If you require a little guidance when it comes to your career indecision, here are three thoughts you must consider when pursuing a complementary role for your next career:
Talk It Out – If you need a helping hand identifying your greatest strengths and the job features you desire most in a new career, ask those closest to you (family, friends, mentors, etc.). Not only will this provide some clarity on your career path, but it will provide encouragement and confidence when you need it most. Some of the answers you receive may surprise you.
When employees find themselves dissatisfied in their current role, it is often because they did not take the time to align their strengths, interests, passions with their job search. Their objective was merely to find a new job, rather than solidifying a long-term career. If you aspire to get more out of your career and find natural motivation, take career assessments to identify your greatest strengths, weaknesses, and career preferences. What interests or personality traits tie into your career preferences? Your blueprint for success is likely varying from that of your role models, friends, or co-workers.
60% of employed Millennials are open to exploring a different job opportunity [Gallup 2020]
Write It Out – Base your LinkedIn profile and resume around your ideal job and ideal employer. Courtesy of The Balance Careers, here are four key questions they recommend you ask yourself when determining your work style and ideal ‘fit’:
- Which activities are most satisfying about your current job?
- What might you like to avoid in your next job?
- What does work-life balance mean to you?
- What is your ideal company culture?
The more information you can collect about what you want, the easier it will be to make a decision.
When interviewing for a new position, aim to get a feel for the company by doing your research, asking the right questions, and walking around the office before your interview. Is the atmosphere collaborative or competitive? Are employees being micromanaged? Is there an option to work remotely? Is their model of business more structured or flexible?
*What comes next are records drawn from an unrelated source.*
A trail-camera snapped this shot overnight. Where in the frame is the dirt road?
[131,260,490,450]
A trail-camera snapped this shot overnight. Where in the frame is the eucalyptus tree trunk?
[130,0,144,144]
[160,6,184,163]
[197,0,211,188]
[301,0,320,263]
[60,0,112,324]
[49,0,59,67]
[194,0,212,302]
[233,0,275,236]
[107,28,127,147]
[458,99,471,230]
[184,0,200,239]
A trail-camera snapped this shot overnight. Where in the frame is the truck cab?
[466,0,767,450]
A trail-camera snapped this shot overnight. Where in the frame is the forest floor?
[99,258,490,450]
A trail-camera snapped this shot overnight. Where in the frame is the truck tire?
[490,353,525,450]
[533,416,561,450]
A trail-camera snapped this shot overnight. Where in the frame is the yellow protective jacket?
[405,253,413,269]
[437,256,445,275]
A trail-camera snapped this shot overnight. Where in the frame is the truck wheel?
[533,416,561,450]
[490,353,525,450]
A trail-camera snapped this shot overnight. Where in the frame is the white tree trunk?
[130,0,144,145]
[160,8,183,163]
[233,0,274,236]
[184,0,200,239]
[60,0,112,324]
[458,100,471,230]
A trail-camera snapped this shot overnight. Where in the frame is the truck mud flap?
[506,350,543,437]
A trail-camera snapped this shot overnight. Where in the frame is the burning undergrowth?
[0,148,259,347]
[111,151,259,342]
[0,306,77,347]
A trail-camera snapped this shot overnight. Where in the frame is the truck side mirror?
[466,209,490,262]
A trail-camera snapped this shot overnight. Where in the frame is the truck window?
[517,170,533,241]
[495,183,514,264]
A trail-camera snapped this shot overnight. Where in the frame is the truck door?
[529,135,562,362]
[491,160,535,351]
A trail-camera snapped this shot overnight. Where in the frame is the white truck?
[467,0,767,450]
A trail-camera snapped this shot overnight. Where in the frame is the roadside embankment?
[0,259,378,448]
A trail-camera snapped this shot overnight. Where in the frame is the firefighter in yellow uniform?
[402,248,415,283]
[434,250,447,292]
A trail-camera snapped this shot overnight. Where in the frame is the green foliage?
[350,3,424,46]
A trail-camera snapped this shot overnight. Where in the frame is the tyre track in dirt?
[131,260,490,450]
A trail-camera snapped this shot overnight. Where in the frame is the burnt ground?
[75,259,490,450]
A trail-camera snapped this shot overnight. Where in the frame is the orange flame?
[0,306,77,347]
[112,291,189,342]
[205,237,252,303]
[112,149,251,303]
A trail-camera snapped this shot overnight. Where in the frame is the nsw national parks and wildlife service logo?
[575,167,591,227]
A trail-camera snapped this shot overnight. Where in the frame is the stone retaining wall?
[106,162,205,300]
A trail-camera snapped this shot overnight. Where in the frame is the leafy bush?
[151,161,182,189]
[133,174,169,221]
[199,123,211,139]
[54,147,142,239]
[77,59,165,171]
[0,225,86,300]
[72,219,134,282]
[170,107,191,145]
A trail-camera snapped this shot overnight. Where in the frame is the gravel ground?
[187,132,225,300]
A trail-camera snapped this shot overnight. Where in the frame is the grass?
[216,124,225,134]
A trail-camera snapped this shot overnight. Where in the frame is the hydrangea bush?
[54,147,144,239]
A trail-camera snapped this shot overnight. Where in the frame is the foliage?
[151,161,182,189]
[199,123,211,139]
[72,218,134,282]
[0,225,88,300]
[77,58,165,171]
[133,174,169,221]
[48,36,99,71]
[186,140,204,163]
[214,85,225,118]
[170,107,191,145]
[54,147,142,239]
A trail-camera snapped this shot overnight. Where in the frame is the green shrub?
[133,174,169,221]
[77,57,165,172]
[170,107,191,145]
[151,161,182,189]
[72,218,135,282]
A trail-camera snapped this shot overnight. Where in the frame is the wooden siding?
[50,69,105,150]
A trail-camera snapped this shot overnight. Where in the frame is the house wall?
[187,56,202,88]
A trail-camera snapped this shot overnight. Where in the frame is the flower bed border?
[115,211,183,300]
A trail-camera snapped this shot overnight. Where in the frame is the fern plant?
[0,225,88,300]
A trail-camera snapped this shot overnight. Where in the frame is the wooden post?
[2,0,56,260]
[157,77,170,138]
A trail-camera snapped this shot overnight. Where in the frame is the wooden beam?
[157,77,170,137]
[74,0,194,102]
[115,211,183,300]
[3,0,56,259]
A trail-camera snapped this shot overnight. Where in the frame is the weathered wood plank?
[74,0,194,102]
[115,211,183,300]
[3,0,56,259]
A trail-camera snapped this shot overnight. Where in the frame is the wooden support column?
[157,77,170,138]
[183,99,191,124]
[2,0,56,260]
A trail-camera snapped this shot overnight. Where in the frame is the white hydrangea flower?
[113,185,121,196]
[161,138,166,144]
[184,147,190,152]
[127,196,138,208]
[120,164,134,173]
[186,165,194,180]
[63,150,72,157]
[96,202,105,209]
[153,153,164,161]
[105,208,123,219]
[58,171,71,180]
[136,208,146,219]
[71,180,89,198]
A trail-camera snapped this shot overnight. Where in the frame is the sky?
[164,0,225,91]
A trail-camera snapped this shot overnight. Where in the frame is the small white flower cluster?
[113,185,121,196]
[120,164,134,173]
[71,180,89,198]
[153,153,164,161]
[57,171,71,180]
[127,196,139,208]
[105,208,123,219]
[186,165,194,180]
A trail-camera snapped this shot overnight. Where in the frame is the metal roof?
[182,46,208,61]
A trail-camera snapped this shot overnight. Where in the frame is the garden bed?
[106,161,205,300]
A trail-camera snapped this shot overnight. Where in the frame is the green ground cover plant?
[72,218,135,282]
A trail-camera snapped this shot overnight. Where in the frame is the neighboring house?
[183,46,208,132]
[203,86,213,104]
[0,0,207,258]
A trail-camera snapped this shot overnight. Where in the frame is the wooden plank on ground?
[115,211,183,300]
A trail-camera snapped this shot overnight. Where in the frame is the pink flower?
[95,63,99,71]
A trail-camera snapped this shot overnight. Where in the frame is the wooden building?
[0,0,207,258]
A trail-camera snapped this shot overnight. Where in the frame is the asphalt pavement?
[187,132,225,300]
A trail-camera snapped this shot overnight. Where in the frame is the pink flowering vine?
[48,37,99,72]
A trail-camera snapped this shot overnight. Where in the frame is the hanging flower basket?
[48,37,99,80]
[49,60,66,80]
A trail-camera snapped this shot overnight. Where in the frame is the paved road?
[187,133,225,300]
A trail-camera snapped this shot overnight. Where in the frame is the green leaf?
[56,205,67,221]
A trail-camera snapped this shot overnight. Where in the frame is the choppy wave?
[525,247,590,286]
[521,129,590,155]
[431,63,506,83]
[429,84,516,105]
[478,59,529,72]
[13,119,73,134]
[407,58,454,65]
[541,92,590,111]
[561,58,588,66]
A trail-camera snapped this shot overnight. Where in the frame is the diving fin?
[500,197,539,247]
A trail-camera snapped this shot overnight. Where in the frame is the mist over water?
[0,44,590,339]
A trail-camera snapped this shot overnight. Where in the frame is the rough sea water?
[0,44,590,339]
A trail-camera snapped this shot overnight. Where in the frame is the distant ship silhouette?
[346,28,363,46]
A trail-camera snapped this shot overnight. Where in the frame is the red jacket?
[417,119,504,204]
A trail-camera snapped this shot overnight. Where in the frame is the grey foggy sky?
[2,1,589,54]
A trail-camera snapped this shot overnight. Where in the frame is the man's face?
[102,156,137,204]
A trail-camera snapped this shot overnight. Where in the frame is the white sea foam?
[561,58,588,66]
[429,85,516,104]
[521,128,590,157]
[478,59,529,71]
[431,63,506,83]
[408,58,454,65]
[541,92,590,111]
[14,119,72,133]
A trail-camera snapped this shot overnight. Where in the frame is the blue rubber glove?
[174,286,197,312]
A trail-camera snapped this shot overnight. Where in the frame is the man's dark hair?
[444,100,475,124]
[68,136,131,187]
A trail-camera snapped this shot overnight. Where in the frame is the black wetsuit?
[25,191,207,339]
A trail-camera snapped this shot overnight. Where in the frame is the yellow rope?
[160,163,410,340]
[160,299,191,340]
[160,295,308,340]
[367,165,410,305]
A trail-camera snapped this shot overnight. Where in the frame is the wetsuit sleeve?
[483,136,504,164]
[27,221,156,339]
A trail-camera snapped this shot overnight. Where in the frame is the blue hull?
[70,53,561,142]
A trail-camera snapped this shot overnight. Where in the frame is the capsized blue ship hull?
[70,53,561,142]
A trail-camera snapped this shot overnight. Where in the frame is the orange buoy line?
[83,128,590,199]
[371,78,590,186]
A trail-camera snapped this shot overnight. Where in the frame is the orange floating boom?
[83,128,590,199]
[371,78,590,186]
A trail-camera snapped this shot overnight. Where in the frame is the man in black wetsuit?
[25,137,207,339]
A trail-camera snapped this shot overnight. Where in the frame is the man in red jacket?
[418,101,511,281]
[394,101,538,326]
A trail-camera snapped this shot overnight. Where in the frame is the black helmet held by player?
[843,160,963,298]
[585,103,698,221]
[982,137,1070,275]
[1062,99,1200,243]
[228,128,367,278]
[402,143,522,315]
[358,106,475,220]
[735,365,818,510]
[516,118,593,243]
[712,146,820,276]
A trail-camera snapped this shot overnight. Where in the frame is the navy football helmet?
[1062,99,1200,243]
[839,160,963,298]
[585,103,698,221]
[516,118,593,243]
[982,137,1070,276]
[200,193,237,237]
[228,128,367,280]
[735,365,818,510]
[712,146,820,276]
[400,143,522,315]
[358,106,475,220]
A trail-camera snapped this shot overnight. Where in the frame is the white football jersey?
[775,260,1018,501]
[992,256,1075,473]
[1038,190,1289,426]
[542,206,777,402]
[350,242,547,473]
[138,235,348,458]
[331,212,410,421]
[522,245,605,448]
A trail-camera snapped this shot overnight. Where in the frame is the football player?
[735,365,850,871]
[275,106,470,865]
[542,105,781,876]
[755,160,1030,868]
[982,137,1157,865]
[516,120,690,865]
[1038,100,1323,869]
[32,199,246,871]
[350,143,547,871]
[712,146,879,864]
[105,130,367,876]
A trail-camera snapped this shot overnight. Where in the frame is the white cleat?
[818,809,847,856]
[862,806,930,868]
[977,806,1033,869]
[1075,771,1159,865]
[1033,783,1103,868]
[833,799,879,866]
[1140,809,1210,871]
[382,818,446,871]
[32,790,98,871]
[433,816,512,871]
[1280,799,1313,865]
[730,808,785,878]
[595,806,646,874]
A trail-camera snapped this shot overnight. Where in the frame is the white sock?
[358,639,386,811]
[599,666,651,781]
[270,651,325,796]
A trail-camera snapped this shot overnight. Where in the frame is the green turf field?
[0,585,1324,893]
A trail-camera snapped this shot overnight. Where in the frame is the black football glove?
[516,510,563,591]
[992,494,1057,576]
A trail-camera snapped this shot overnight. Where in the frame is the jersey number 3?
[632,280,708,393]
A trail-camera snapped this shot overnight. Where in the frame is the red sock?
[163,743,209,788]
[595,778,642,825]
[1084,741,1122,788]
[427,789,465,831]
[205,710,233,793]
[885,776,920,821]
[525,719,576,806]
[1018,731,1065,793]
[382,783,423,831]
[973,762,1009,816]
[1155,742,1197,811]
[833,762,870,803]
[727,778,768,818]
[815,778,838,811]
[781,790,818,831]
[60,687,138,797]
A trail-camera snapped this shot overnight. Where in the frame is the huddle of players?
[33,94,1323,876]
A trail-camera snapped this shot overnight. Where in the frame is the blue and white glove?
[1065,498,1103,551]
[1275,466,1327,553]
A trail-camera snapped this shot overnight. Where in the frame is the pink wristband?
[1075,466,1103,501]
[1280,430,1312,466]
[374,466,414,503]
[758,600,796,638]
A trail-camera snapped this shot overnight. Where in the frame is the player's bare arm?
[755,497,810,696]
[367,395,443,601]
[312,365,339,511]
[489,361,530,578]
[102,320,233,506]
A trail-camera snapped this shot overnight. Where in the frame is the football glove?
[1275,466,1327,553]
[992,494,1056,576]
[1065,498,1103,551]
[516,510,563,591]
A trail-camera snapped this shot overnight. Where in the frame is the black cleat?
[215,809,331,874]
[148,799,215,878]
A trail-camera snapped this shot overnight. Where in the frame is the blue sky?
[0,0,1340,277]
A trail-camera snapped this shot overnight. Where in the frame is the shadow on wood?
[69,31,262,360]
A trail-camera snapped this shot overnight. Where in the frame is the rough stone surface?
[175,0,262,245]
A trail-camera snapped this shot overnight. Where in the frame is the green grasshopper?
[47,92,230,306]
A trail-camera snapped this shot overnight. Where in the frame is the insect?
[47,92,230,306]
It is paramount that you take note of these considerations, especially when you are getting pulled in different directions in your job hunt.
What Do You Hope To Get Out Of Your Job?
Think It Out – Now that you’ve identified your strengths, weaknesses, and passions, it’s time to pinpoint your job search and make the most of your opportunity:
What is most important to you in a new job? Are the company’s values a top priority for your workplace happiness? Other top examples of job priorities include work culture, skill development, room for growth, salary/bonus potential, healthy work-life balance, job security, location, and trust. Which features are your ‘non-negotiables’? Don’t settle when your happiness and mental state are at stake. Finding your new career should never compromise what you stand for or your most coveted features.
Once you have a firm understanding of your desired job title and industry, it is time to get connected. Networking is your greatest tool when it comes to landing your desired job, so it is best to get started before the connection is needed. Why? Your desired connection will know you are not seeking immediate benefits out of the relationship, but rather to learn more about their journey and potentially provide support, even if through a ‘liked’ post.
Sure, sending a hiring manager a LinkedIn invitation with a personalized message is unique and highly recommended in the job search, but imagine the difference if you already share a connection within the organization you are hoping to join. Effective networking does not involve asking your network to find you a job opening. It consists of building functional working relationships you can tap into when you discover a shared connection (and vice versa).
With some self-reflecting and dedication, you will begin to discover your dream job is closer than you first believed.